Stone Sites in Lenape Country
Submitted by aluta on Tuesday, 06 January 2004 Page Views: 7417
Neolithic and Bronze Age As my photos on the Portal show, the stonework sites in our area are not similar in most respects to the stone sites in Britain and Europe. In fact, they are hardly megalithic in the truest sense of the word, because most of the stones involved are not that large. The sites that primarily feature larger boulders get more attention, but they are only a small part of the picture.The more common sites, usually complexes combining walls, cairns, and boulders, are fascinating, especially after you've seen several of them, but the involvement of the Indians presents the most intriguing aspects. Members of the Lenape Nation got involved when one of the local white men, the main researcher of the stone sites in Pennsylvania and New Jersey, contacted a newspaper about the impending demolition of a site he'd been visiting and researching. After an article about the site and the impending development appeared in the paper, a member of the Lenape Nation came forward, to the researcher's amazement and delight, claiming the place was a sacred site of his people.
For some time after that, the Indians, or, some say, alleged Indians, as their ancestry tends to be mixed, co-operated with those who were working to preserve these sites, even to the extent of attending a 2 day conference, and accompanying a large group of people, including archaeologists, to many stone sites.
There is no doubt, both from documentation and from talking with these people, that the area around the Delaware River is the sacred homeland of the Lenape people. According to the Indians, or natives (this group preferred the word Indian, saying anyone born here is native), they still perform the rituals for the land and rivers performed by their parents and grandparents, and probably their ancestors before them, often on the traditional sites. They believe it is their responsibility, as the people who belong to this place, to perform these rituals.

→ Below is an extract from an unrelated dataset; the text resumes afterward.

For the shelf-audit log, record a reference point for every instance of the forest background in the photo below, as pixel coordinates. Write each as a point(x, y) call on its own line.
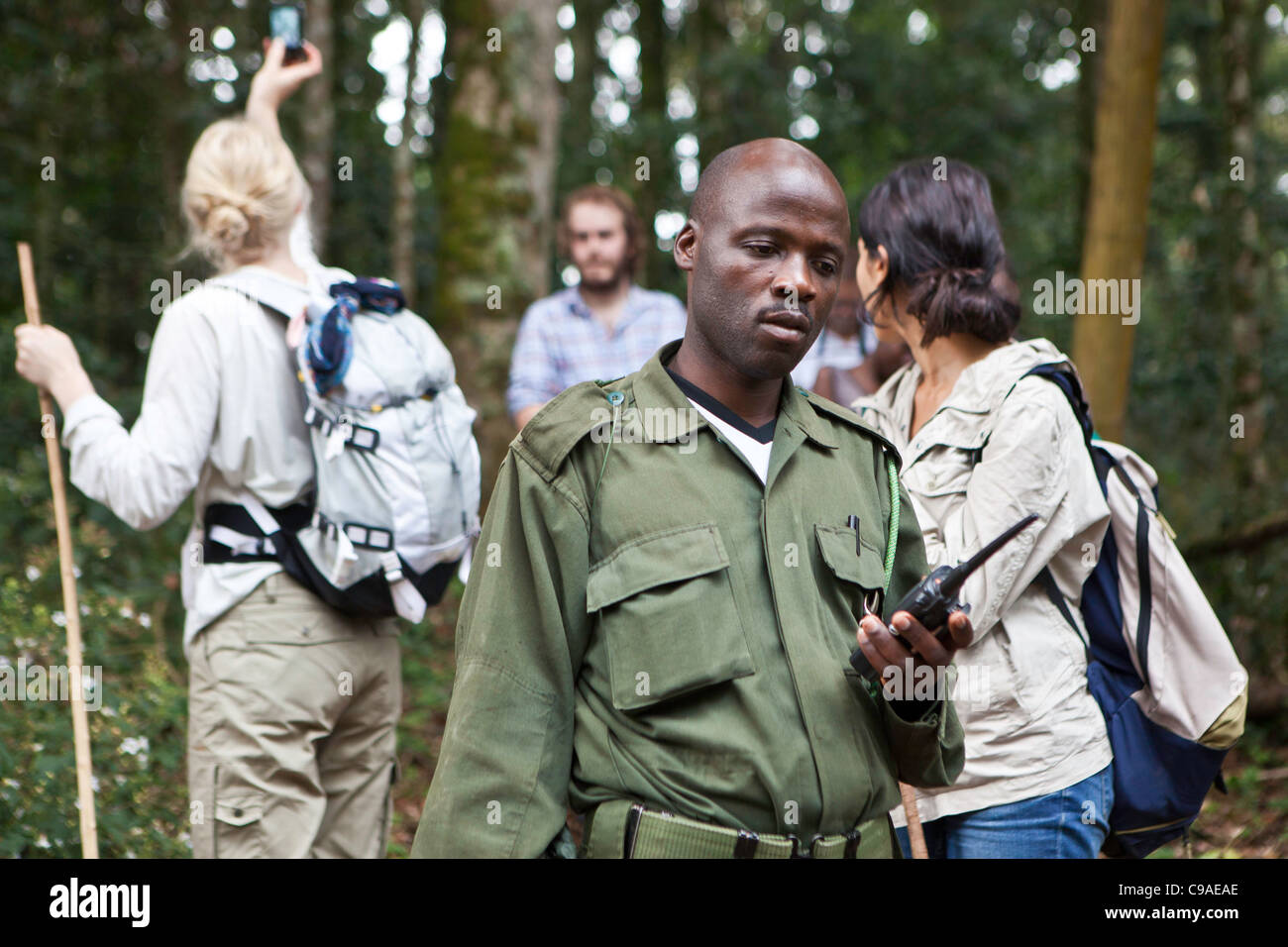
point(438, 142)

The Indians I spoke with may have been less than candid, and with good historical reasons. The chief at the time said that the site at Oley Hills had something to do with rituals regarding crops, but I can't vouch for the truth of that. The Pleiades, from what I can tell, figured prominently in their measuring of the year and in the configuration of some of the sites.
Rites of passage, such as fasting and a sort of sense deprivation experience may also be performed at some of these sites. When we asked the chief at the time about a small, stone-lined pit we'd found, he said it was probably used for the rite of passage to adulthood for teenage boys. I have heard other members of the group talking about vision quest-type experiences out on the hills for days, not eating and not speaking. Some members of the Lenape live in Oklahoma, chased there by the US's egregious handling of their people earlier in our history. The Indians I met say the Oklahoma people are awe-struck when they return here, to stand in the sacred homeland of their people.

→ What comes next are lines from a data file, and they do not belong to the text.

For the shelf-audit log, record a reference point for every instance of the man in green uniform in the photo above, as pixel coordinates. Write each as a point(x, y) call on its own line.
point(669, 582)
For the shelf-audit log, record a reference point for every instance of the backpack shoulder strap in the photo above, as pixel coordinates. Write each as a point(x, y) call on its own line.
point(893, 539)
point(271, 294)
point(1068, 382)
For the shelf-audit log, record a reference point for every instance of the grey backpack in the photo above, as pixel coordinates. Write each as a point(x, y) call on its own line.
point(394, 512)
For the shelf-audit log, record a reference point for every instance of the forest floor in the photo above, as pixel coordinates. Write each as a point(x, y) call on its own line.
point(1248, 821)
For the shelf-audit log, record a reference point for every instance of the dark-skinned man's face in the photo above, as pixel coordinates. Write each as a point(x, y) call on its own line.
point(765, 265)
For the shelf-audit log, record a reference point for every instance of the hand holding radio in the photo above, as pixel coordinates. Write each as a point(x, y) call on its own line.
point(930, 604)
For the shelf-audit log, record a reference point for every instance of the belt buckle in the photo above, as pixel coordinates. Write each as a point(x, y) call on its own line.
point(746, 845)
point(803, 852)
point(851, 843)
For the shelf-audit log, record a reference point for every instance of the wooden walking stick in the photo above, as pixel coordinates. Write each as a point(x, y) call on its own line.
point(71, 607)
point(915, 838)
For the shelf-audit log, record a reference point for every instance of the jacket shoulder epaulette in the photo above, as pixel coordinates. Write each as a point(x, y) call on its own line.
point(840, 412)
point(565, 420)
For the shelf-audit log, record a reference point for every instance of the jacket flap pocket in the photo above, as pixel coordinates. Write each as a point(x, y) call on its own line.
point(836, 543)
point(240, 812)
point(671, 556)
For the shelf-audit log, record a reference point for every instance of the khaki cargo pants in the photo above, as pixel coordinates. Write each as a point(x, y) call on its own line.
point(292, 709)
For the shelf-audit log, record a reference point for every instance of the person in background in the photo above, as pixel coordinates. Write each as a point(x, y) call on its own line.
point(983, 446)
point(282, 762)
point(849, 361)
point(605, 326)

One researcher had the opportunity to speak at length with one of their elders. When asked why the sites were in certain places, the elder explained that long ago, before radio and TV waves were traveling through the air, before there were airplanes and trucks causing low vibrations to resound everywhere, and before the current culture changed the way people use their attention, certain places had what he thought might compare to electromagnetic radiation, an energy that people who knew the land well could feel. Different kinds of sites might be built in places that had different kinds of energies. Boulders that already had shapes that seemed to represent sacred symbols may also have been considered to indicate a sacred place.
I hope this information will add to your sense of these sites and what they represent. Many have been destroyed, and that process continues, because almost no one recognizes these sites as old or interesting, and because the Lenape and other Indians of the north-eastern U.S. are for some reason seen as incapable of getting the idea of putting one stone on top of another.
One more thing--there were many underground stone chambers in our area at one time, but it was considered great sport to put dynamite in them and watch them blow up when dynamite became widely available. On one farm, for example, the owner told a researcher that there had been 7 of the "root cellars", but 5 were blown up. We think that some of these chambers were mortared and used for storage by colonials.
Again and again I have heard from locals about caves or underground stone chambers that have been blown up (for children's safety!) or filled in. People suggest they were built by the Germans when they arrived here, but they are just about identical to those in areas settled by various other Europeans, and often placed in sites near streams, where they flood and seem unfit for any kind of storage. It is easy to speculate, but with no evidence, that they would have made good enclosures for the sweat baths that the earliest Europeans who arrived here remarked upon in their writings about the Lenape.
This is a quick overview, including only the points that I thought might interest readers on the Portal. I could go on and on, given the time and an interested victim--I mean listener. Questions are welcome, but replies may come slowly.
Note: An article written exclusively for the Portal by aluta.